Sie wollen es einfach nicht wahrhaben! Aber man kann die College-Zeitung lesen, und da kann man sehen, was tatsächlich der Fall war. Es war nicht repressiv, aber es war sehr sehr konservativ. Viele Mädchen haben geheiratet, bevor sie mit der Schule fertig waren. Viele
verließen darum die Schule vor dem Abschluss. Und viele andere wollten unbedingt den Namen ihres Mannes auf der Examensurkunde haben. Die Geschichte wird eben von Zeit zu Zeit neu geschrieben.
artechock: Was macht nun diese Geschichte zeitgemäß? Sie spielt in den 50ern – man könnte sagen: Wir leben in ganz anderen Zeiten...

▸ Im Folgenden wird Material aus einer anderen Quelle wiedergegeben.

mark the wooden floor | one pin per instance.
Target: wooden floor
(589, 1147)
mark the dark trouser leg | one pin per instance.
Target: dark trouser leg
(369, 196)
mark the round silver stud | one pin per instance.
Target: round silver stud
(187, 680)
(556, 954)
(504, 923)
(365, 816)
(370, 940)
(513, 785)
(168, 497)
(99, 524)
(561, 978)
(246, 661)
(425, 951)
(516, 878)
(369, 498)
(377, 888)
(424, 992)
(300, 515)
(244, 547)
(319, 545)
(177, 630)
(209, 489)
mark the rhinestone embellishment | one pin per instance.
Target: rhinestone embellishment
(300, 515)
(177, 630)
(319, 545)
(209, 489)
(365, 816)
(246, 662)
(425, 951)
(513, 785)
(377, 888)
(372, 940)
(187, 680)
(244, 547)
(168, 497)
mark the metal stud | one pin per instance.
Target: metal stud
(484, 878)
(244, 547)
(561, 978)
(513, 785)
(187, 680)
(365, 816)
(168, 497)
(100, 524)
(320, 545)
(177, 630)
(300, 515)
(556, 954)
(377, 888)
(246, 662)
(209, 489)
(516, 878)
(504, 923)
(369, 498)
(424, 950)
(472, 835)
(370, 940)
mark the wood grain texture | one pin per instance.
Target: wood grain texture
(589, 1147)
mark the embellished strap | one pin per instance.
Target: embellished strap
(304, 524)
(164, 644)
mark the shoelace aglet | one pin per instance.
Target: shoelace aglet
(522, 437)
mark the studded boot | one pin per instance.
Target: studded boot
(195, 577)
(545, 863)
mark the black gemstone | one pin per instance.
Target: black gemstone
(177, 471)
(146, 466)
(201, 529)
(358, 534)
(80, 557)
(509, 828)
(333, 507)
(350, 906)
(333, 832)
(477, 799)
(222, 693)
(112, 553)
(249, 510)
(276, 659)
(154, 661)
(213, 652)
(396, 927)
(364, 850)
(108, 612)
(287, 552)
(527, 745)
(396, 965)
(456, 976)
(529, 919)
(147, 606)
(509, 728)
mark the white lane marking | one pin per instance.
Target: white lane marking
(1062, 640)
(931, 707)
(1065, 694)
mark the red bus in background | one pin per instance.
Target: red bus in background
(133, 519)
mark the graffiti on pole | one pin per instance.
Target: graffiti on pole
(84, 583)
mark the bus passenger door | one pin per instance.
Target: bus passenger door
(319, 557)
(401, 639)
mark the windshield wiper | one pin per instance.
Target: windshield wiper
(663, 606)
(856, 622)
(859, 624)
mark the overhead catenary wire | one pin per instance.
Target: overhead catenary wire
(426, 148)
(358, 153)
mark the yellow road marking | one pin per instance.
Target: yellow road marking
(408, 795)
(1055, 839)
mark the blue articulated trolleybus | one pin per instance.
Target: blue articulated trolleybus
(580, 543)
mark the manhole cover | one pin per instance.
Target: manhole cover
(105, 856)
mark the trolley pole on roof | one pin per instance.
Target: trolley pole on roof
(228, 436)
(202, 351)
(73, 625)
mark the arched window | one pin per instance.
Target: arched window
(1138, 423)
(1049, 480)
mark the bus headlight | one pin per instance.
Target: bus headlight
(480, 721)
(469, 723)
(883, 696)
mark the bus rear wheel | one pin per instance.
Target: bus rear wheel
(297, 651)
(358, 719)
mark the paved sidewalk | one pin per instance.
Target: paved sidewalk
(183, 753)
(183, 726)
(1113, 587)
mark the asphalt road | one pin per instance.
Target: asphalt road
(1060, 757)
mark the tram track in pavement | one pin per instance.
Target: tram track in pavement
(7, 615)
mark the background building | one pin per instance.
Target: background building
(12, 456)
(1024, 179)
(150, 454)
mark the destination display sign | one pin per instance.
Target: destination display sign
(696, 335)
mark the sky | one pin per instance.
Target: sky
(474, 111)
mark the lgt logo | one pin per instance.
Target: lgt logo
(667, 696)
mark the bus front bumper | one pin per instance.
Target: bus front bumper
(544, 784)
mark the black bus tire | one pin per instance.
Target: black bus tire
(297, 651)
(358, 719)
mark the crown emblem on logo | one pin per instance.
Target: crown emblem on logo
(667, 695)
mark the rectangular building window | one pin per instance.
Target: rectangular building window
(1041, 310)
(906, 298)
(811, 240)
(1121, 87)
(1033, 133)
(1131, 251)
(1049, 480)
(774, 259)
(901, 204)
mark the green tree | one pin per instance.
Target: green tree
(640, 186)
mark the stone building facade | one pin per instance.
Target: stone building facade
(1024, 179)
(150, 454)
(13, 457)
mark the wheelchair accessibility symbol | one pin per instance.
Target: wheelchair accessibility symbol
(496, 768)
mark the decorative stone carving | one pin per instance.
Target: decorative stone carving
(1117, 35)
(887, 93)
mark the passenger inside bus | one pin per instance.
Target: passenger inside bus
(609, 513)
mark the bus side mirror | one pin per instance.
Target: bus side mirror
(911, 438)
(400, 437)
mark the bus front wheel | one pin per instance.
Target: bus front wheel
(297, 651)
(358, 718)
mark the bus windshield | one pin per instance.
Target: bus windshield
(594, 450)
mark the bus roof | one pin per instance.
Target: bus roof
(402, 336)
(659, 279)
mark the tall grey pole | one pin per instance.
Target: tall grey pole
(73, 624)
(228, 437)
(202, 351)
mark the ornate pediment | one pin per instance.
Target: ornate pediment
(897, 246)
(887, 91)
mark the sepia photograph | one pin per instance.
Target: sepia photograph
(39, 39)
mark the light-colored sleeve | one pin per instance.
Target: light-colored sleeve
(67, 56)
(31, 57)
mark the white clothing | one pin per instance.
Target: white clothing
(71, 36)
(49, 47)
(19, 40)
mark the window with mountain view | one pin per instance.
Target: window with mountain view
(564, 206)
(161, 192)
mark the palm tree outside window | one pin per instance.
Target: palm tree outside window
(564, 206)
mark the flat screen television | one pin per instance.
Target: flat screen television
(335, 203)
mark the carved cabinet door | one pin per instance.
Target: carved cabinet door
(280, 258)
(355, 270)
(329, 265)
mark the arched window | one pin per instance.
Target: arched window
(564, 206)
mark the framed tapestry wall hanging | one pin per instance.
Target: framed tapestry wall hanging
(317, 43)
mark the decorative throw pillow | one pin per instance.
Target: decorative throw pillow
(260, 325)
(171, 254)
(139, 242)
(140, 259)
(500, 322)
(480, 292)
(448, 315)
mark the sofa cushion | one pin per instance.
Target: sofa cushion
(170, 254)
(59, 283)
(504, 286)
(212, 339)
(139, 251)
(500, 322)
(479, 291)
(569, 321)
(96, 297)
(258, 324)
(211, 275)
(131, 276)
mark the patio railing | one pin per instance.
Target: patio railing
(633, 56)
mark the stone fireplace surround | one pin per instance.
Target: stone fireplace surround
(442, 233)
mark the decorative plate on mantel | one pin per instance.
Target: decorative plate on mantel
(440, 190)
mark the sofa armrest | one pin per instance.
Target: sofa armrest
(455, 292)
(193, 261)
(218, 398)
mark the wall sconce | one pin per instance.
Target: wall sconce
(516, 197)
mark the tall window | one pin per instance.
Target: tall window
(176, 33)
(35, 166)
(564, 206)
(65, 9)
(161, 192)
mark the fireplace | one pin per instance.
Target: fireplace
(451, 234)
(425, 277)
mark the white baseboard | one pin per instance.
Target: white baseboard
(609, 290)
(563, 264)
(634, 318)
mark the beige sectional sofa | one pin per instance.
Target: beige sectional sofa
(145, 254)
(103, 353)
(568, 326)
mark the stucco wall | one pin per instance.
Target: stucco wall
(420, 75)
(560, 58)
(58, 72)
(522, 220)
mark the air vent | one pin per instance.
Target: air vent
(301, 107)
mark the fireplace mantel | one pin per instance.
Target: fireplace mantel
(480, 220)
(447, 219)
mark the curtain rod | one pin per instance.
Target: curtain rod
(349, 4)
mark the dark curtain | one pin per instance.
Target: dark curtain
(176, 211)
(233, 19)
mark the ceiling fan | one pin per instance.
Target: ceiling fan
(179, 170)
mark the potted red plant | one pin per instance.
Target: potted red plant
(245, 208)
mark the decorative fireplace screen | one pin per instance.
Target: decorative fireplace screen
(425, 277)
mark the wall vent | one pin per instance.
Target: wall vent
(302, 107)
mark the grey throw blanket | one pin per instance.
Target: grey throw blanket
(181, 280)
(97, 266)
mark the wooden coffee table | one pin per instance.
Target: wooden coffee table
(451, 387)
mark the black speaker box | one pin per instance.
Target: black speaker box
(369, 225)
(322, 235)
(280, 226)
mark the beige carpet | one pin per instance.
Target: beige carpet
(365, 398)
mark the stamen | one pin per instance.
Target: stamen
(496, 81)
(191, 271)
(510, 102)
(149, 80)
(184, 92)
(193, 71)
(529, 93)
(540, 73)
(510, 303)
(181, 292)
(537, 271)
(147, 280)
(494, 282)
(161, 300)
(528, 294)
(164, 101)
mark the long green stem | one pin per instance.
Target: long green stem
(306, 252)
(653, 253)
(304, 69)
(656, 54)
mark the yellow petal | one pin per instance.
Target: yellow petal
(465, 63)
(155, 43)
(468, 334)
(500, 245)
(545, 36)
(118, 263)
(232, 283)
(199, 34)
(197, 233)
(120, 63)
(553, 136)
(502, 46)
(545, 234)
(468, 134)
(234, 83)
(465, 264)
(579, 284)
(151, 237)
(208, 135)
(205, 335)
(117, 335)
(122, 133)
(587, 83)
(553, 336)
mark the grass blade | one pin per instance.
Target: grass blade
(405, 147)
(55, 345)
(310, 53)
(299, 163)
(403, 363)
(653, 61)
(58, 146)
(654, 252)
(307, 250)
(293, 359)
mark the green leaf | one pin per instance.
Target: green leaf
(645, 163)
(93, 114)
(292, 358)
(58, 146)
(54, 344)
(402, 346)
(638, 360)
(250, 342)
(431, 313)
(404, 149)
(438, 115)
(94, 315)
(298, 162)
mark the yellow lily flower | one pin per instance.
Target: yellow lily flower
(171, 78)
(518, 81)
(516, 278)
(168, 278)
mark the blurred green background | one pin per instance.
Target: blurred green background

Newell: Leben wir wirklich in ganz anderen Zeiten? Denken Sie das? Das ist die Schlüsselfrage! Es gibt nämlich Ähnlichkeiten: Die 50er waren eine Zeit von sehr rigider Kontrolle. Die Welt sollte unbedingt ein ganz bestimmtes Aussehen haben. Um uns in die Zeit einzufühlen, haben wir uns sehr viele alte Hollywood-Filme angeguckt, Doris-Day-Filme und sowas. Was man da sieht, ist, das die Oberfläche absolut alles war. An dieser Oberfläche war alles wunderbar: Die Sonne schien immer, es gab keine Armut, keinen Stress, keine Depression – alles war fein. Es gab vielleicht ab und zu ein paar klitzekleine zwischenmenschliche Probleme, gerade genug, damit Doris Day laut »Oh no!« quietschen kann – aber alles war ziemlich nett. Wenn man dann aber mal den Deckel hebt, findet man ziemlich viel Schmutz. Da ist die McCarthy-Hexenjagd, um nur eines zu nennen.
Also: Es gibt zwei Seiten dieser Zeit. Aber die Menschen dieser Epoche waren unglaublich bestrebt, genau das zu leugnen, zu sagen: nein nein, es gibt nicht zwei Seiten, sondern alles passt zusammen, wir kümmern uns um die weniger Glücklichen, wir leben in einer fürsorglichen Gesellschaft, allen wird es morgen besser gehen, und die kleinen Restprobleme bekommen wir auch noch in den Griff.
Und genau dies verbindet uns mit den 50ern:
Der Boden hat sich verändert. Heute geht alles um Wahl und das Individuum. Die individuelle Psyche gilt heute als das Wichtigste: Man kauft dafür Kleidung, kauft dafür Häuser, kauft dafür Autos – das einzig Interessante ist: kaufen, kaufen, kaufen. Und es hat alles immer damit zu tun, wie die Dinge aussehen sollten.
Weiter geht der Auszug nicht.